Re: [PATCH v4 4/4] selftests/mm: add tests for HWPOISON hugetlbfs read

From: Muhammad Usama Anjum
Date: Wed Jan 10 2024 - 05:15:47 EST


On 1/10/24 11:49 AM, Muhammad Usama Anjum wrote:
> On 1/6/24 2:13 AM, Jiaqi Yan wrote:
>> On Thu, Jan 4, 2024 at 10:27 PM Muhammad Usama Anjum
>> <usama.anjum@xxxxxxxxxxxxx> wrote:
>>>
>>> Hi,
>>>
>>> I'm trying to convert this test to TAP as I think the failures sometimes go
>>> unnoticed on CI systems if we only depend on the return value of the
>>> application. I've enabled the following configurations which aren't already
>>> present in tools/testing/selftests/mm/config:
>>> CONFIG_MEMORY_FAILURE=y
>>> CONFIG_HWPOISON_INJECT=m
>>>
>>> I'll send a patch to add these configs later. Right now I'm trying to
>>> investigate the failure when we are trying to inject the poison page by
>>> madvise(MADV_HWPOISON). I'm getting device busy every single time. The test
>>> fails as it doesn't expect any business for the hugetlb memory.

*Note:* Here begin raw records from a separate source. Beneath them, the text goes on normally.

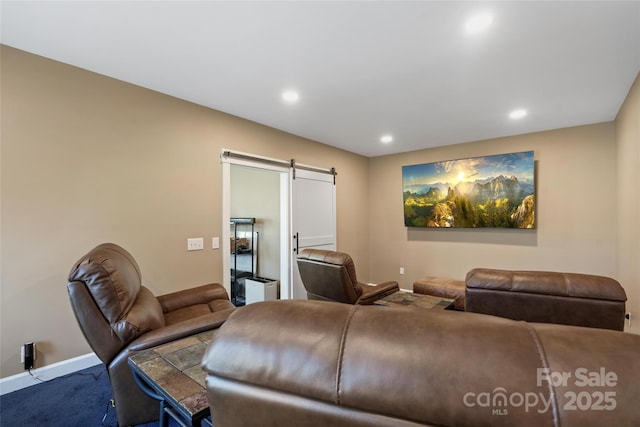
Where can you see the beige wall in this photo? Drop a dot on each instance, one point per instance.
(628, 208)
(88, 159)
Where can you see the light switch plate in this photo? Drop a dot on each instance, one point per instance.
(195, 244)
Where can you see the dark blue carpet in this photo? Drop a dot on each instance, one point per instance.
(80, 399)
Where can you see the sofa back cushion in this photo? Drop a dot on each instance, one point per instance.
(329, 275)
(113, 279)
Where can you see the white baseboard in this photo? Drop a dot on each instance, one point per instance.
(46, 373)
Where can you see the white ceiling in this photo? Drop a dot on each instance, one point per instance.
(362, 68)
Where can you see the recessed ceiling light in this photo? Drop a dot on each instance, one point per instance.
(386, 139)
(517, 114)
(290, 96)
(478, 23)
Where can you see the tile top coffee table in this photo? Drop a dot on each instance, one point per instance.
(172, 374)
(415, 300)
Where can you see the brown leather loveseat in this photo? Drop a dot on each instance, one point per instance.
(119, 317)
(313, 363)
(547, 297)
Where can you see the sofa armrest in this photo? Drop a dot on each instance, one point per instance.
(372, 293)
(180, 330)
(199, 295)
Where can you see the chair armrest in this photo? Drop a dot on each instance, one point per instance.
(199, 295)
(180, 330)
(372, 293)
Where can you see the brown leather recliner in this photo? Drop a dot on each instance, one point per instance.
(316, 364)
(331, 276)
(547, 297)
(119, 317)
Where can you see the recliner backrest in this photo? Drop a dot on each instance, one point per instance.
(112, 281)
(329, 275)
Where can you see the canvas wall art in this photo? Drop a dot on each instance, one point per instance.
(491, 191)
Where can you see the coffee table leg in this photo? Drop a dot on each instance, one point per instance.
(163, 421)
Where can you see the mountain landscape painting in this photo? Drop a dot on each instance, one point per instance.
(492, 191)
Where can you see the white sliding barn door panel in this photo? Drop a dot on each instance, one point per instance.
(313, 218)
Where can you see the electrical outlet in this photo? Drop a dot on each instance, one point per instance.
(195, 244)
(628, 317)
(28, 355)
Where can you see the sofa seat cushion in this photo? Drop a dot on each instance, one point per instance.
(442, 287)
(186, 313)
(548, 283)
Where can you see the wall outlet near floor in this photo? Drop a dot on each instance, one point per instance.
(28, 355)
(195, 244)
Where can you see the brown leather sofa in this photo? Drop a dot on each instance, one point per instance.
(331, 276)
(119, 317)
(547, 297)
(313, 363)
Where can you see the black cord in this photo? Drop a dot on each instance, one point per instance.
(96, 377)
(106, 412)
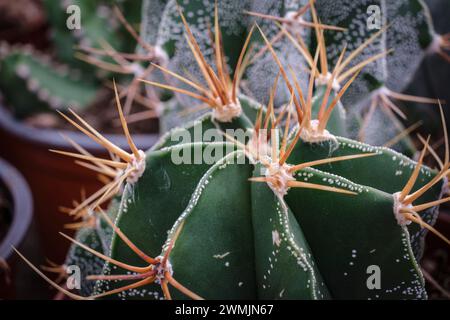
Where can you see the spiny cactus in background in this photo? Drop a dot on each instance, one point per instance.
(406, 33)
(411, 35)
(97, 26)
(31, 82)
(259, 221)
(34, 82)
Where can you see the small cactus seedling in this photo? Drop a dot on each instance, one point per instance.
(259, 222)
(33, 83)
(135, 64)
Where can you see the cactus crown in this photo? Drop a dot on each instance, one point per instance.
(261, 228)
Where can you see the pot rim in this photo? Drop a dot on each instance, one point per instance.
(22, 207)
(52, 138)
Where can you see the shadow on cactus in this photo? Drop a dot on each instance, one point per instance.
(290, 211)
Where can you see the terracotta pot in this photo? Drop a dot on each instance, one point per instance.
(22, 207)
(54, 180)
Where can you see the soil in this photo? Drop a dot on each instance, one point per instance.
(5, 212)
(437, 264)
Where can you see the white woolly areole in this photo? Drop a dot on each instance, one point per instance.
(162, 269)
(137, 167)
(226, 113)
(313, 135)
(398, 206)
(323, 80)
(282, 176)
(295, 24)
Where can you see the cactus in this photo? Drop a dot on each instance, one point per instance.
(32, 83)
(370, 103)
(296, 213)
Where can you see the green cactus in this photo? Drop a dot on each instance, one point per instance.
(255, 220)
(32, 83)
(96, 26)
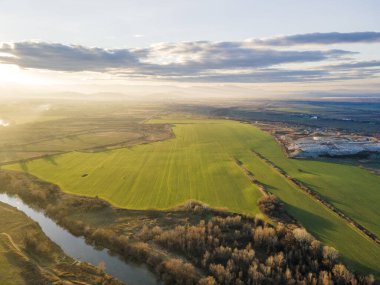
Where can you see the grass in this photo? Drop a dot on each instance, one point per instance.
(10, 268)
(199, 164)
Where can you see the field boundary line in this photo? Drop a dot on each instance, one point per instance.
(252, 178)
(318, 198)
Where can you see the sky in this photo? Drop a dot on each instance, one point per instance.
(96, 46)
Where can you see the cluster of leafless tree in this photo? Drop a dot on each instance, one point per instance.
(238, 250)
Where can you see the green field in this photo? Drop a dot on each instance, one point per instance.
(199, 164)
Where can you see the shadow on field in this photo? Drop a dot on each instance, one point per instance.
(50, 159)
(317, 226)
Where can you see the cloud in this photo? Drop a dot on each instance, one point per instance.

I'm not
>>> sure if the poison handling code has issues or test isn't robust enough.
>>>
>>> ./hugetlb-read-hwpoison
>>> Write/read chunk size=0x800
>>> ... HugeTLB read regression test...
>>> ... ... expect to read 0x200000 bytes of data in total
>>> ... ... actually read 0x200000 bytes of data in total
>>> ... HugeTLB read regression test...TEST_PASSED
>>> ... HugeTLB read HWPOISON test...
>>> [ 9.280854] Injecting memory failure for pfn 0x102f01 at process virtual
>>> address 0x7f28ec101000
>>> [ 9.282029] Memory failure: 0x102f01: huge page still referenced by 511
>>> users
>>> [ 9.282987] Memory failure: 0x102f01: recovery action for huge page: Failed
>>> ... !!! MADV_HWPOISON failed: Device or resource busy
>>> ... HugeTLB read HWPOISON test...TEST_FAILED
>>>
>>> I'm testing on v6.7-rc8. Not sure if this was working previously or not.
>>
>> Thanks for reporting this, Usama!
>>
>> I am also able to repro MADV_HWPOISON failure at "501a06fe8e4c
>> (akpm/mm-stable, mm-stable) zswap: memcontrol: implement zswap
>> writeback disabling."
>>
>> Then I checked out the earliest commit "ba91e7e5d15a (HEAD -> Base)
>> selftests/mm: add tests for HWPOISON hugetlbfs read". The
>> MADV_HWPOISON injection works and and the test passes:
>>
>> ... HugeTLB read HWPOISON test...
>> ... ... expect to read 0x101000 bytes of data in total
>> ... !!! read failed: Input/output error
>> ... ... actually read 0x101000 bytes of data in total
>> ... HugeTLB read HWPOISON test...TEST_PASSED
>> ... HugeTLB seek then read HWPOISON test...
>> ... ... init val=4 with offset=0x102000
>> ... ... expect to read 0xfe000 bytes of data in total
>> ... ... actually read 0xfe000 bytes of data in total
>> ... HugeTLB seek then read HWPOISON test...TEST_PASSED
>> ...
>>
>> [ 2109.209225] Injecting memory failure for pfn 0x3190d01 at process
>> virtual address 0x7f75e3101000
>> [ 2109.209438] Memory failure: 0x3190d01: recovery action for huge
>> page: Recovered
>> ...
>>
>> I think something in between broken MADV_HWPOISON on hugetlbfs, and we
>> should be able to figure it out via bisection (and of course by
>> reading delta commits between them, probably related to page
>> refcount).
> Thank you for this information.
>
>>
>> That being said, I will be on vacation from tomorrow until the end of
>> next week. So I will get back to this after next weekend. Meanwhile if
>> you want to go ahead and bisect the problematic commit, that will be
>> very much appreciated.
> I'll try to bisect and post here if I find something.
Found the culprit commit by bisection:

a08c7193e4f18dc8508f2d07d0de2c5b94cb39a3
mm/filemap: remove hugetlb special casing in filemap.c

hugetlb-read-hwpoison started failing from this patch. I've added the
author of this patch to this bug report.

>
>>
>> Thanks,
>> Jiaqi
>>
>>
>>>
>>> Regards,
>>> Usama
>>>